For many legacy Java applications (e.g. using Java 8), upgrading the application to higher version of JDK often requires costly and time-consuming project migration.
CompoundVM (CVM) is a project that aims to bring higher version JVM performance to lower version JDK. Now you can run your application with advanced JVM features with almost zero cost to upgrade your project.
The current release is CVM-8+17, which enables JVM 17 on JDK 8. We aim to keep up with the latest JVM. The current release supports Linux/x86_64 platform only.
CVM is developed under the same licence as the upstream OpenJDK project.

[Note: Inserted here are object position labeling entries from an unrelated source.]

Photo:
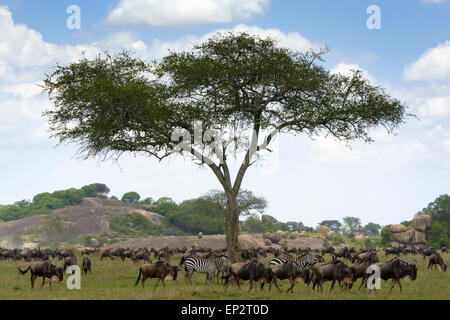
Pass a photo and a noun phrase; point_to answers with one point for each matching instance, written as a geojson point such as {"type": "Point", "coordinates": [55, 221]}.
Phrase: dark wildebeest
{"type": "Point", "coordinates": [436, 259]}
{"type": "Point", "coordinates": [160, 270]}
{"type": "Point", "coordinates": [45, 270]}
{"type": "Point", "coordinates": [343, 253]}
{"type": "Point", "coordinates": [69, 261]}
{"type": "Point", "coordinates": [252, 270]}
{"type": "Point", "coordinates": [334, 271]}
{"type": "Point", "coordinates": [395, 270]}
{"type": "Point", "coordinates": [289, 270]}
{"type": "Point", "coordinates": [370, 257]}
{"type": "Point", "coordinates": [86, 266]}
{"type": "Point", "coordinates": [428, 252]}
{"type": "Point", "coordinates": [391, 250]}
{"type": "Point", "coordinates": [329, 250]}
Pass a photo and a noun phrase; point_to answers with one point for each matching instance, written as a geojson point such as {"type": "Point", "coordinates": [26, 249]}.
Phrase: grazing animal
{"type": "Point", "coordinates": [289, 270]}
{"type": "Point", "coordinates": [333, 271]}
{"type": "Point", "coordinates": [69, 261]}
{"type": "Point", "coordinates": [343, 253]}
{"type": "Point", "coordinates": [204, 265]}
{"type": "Point", "coordinates": [395, 269]}
{"type": "Point", "coordinates": [329, 250]}
{"type": "Point", "coordinates": [43, 269]}
{"type": "Point", "coordinates": [391, 250]}
{"type": "Point", "coordinates": [251, 270]}
{"type": "Point", "coordinates": [370, 257]}
{"type": "Point", "coordinates": [305, 261]}
{"type": "Point", "coordinates": [160, 270]}
{"type": "Point", "coordinates": [86, 266]}
{"type": "Point", "coordinates": [436, 259]}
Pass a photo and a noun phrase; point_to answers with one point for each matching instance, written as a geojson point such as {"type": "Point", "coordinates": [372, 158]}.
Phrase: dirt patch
{"type": "Point", "coordinates": [91, 216]}
{"type": "Point", "coordinates": [212, 241]}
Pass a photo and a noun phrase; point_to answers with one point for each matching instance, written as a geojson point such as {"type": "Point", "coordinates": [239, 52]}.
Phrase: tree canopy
{"type": "Point", "coordinates": [226, 97]}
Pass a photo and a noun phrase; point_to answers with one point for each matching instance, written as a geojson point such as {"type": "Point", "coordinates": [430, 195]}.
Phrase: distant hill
{"type": "Point", "coordinates": [91, 216]}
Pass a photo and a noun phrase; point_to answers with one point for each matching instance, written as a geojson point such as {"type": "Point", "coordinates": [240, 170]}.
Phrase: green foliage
{"type": "Point", "coordinates": [164, 205]}
{"type": "Point", "coordinates": [248, 203]}
{"type": "Point", "coordinates": [439, 234]}
{"type": "Point", "coordinates": [135, 225]}
{"type": "Point", "coordinates": [193, 216]}
{"type": "Point", "coordinates": [352, 223]}
{"type": "Point", "coordinates": [334, 225]}
{"type": "Point", "coordinates": [439, 209]}
{"type": "Point", "coordinates": [385, 236]}
{"type": "Point", "coordinates": [51, 226]}
{"type": "Point", "coordinates": [253, 225]}
{"type": "Point", "coordinates": [148, 200]}
{"type": "Point", "coordinates": [406, 223]}
{"type": "Point", "coordinates": [292, 226]}
{"type": "Point", "coordinates": [337, 239]}
{"type": "Point", "coordinates": [373, 228]}
{"type": "Point", "coordinates": [131, 197]}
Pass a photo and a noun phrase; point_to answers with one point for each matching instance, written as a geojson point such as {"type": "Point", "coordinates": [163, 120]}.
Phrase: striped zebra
{"type": "Point", "coordinates": [205, 265]}
{"type": "Point", "coordinates": [305, 261]}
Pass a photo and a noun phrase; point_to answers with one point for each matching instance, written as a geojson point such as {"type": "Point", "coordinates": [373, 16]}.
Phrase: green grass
{"type": "Point", "coordinates": [114, 280]}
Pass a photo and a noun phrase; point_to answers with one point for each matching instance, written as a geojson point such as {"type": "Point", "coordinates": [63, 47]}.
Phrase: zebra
{"type": "Point", "coordinates": [205, 265]}
{"type": "Point", "coordinates": [305, 261]}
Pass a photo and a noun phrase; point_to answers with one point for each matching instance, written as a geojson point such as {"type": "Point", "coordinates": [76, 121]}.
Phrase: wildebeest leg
{"type": "Point", "coordinates": [251, 285]}
{"type": "Point", "coordinates": [157, 282]}
{"type": "Point", "coordinates": [392, 284]}
{"type": "Point", "coordinates": [332, 286]}
{"type": "Point", "coordinates": [33, 277]}
{"type": "Point", "coordinates": [292, 280]}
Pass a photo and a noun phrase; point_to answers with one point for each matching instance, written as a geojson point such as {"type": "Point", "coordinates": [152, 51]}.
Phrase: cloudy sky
{"type": "Point", "coordinates": [306, 180]}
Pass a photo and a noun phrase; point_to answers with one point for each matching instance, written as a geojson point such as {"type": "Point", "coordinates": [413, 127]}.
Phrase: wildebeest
{"type": "Point", "coordinates": [391, 250]}
{"type": "Point", "coordinates": [69, 261]}
{"type": "Point", "coordinates": [329, 250]}
{"type": "Point", "coordinates": [160, 270]}
{"type": "Point", "coordinates": [370, 257]}
{"type": "Point", "coordinates": [342, 253]}
{"type": "Point", "coordinates": [289, 270]}
{"type": "Point", "coordinates": [252, 270]}
{"type": "Point", "coordinates": [86, 266]}
{"type": "Point", "coordinates": [436, 259]}
{"type": "Point", "coordinates": [333, 271]}
{"type": "Point", "coordinates": [395, 269]}
{"type": "Point", "coordinates": [43, 269]}
{"type": "Point", "coordinates": [428, 252]}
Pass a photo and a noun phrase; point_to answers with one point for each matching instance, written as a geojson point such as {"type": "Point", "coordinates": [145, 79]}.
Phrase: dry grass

Higher version of JVM brings enhancements in garbage colleciton, JIT, etc.
- Production-ready low-latency ZGC
- Enhanced ParallelGC and G1GC, with higher throughput, lower latency, and less memory footprints
- Enhanced intrinsics
- Drop-in replacement for existing JDK, easy to upgrade and rollback
You may download a pre-built CVM from its release page, and uncompress the package to your destination directory.
You can build CVM from source, by running the following command:
make -f cvm.mk cvm8default17
For more options run make -f cvm.mk help
After CVM is installed, command java -version
will show the following output:
openjdk version "1.8.0_382"
OpenJDK Runtime Environment (build 1.8.0_382-cvm-b00)
OpenJDK 64-Bit Server VM (CompoundVM 8.0.0) (build 17.0.8+0, mixed mode)
Notice the VM version, JVM 17 has been enabled in a JDK 8!